聽到這句的驚蟄腳步微頓,沒有答應也沒有不答應,徑直離開了。
剛剛驚蟄的心理很矛盾,因為霜降的死,其實對他的影響也非常大,尤其是最後對方赴死的時候。
是的,那把插進心口的刀,並不是驚蟄動的手,而是霜降自己乾的,甚至那時還有些迫不及待,像是即將迎接的不是死亡,而是天底下最大的幸福。

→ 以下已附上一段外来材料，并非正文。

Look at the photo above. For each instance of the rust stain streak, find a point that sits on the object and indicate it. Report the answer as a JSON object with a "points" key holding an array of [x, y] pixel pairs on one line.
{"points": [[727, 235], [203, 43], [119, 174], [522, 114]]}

那一幕總是讓驚蟄時常忍不住想,死亡興許不是什麼可怕的東西,它也許能夠了結一切。
可是每當想到自己即將知道自己父母消息的時候,驚蟄又會打破這個想法。
自己還不能死,至少,讓自己見一下父母。
懷著這種想法,驚蟄撐到從刑訊處罰的地方出來,然後一步一步地走向小雪所在的地方,他要去拿到自己的任務報酬。
「報酬?」
在房間裡不知道搗鼓著什麼實驗的小雪,聽到驚蟄的話,像是聽到了什麼天大的笑話。
「你生來就是棋子,為我做事是理所應當的,至於我之前說的話,不過是知道你被某個地方困住了,隨便拿來糊弄你的,現在你已經回來這裡,那件事就不重要了,反正你恐怕也回不去那裡了。」
小雪一邊說著,一邊推了推下滑的眼鏡,嘴角是陰險冰冷的笑。
「你騙我?」
「不然呢?」小雪聳聳肩,臉上笑容依舊,「實話告訴你,我也不知道你父母的情況,你來組織的時間太早,已經無從得知了。沒想到,就為了那麼一點消息,你就真的殺了霜降。」
「你就不怕我殺了你?」
驚蟄說話的時候雙手緊握成拳,一雙眼睛因為憤怒而染上血紅顏色,死死地盯著小雪,像是隨時要衝過去,讓對方為自己的錯誤買單。
沒想到小雪聽到驚蟄的話,笑得更厲害了,片刻後,等笑了個痛快後,他才淡淡地看向驚蟄,「你以為我是小暑那個廢物嗎?連自己的手下都控制不了。」
說著,小雪的目光落在驚蟄緊握的拳頭上,「別忘了,你們曾是我的實驗品,既然是實驗品,別的被分走了,我插不上手,但你,我肯定要有一些預防你反水的手段,信不信只要你敢動一下,下一秒我就能讓你灰飛煙滅?」
說完,小雪狀似不經意地說道:「死了,就再也見不到想見的人。」
握緊的拳頭緊了松鬆了緊,最終驚蟄還是沒有揮出那一拳,正如小雪所猜的那樣,他對於沒有見過面父母的看重,遠大於憤怒。